Pria itu memutar matanya, tatapannya separo cemas dan separuhnya lagi tak percaya bahwa cowok dengan tampang seperti Eugene ternyata kriminal kelas kakap. Akhirnya dia menyerah. Elisa menyambar gagang telapon dan menekan nomor operator.
"Gute noir. Anda tersambung dengan operator Calondria."
"Tolong segera sambungkan dengan istana!"
Beberapa butir telur pecah menghantam boks telepon.
"Istana?" sahut si operator. "Ada perlu apa?"
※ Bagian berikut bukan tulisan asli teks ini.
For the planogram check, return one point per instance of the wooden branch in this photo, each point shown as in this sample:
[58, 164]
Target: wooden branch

"Ini Elisa Harris. Beritahu Kitty Cosette kalau aku dan Eugene sedang mengalami masalah di Rue du Aeruxan. Tolong kirimkan pengawal!"
"Apa maksud Anda, Santionesse? Kami tak bisa menelepon begitu saja ke istana dan memberitahukan—"
Seorang pria maju ke arah boks telepon sambil mengayun-ayunkan tongkat golf.
"Saya tidak main-main!" bentak Elisa geram. Telepon itu berdengung sedikit. "Datang dan lihatlah sendiri. Kami menunggu di boks telepon di seberang toko suvenir Coloraspasse!"
Tak sampai sepuluh menit, dua lusin tentara berkuda berderap menuju pusat kota sambil mengawal sebuah limusin berlambang kerajaan. Kitty dan Jo melompat keluar dan bergegas menyelamatkan dua orang yang sudah terkepung oleh massa di dalam boks telepon, keduanya pucat pasi dan nyaris pingsan.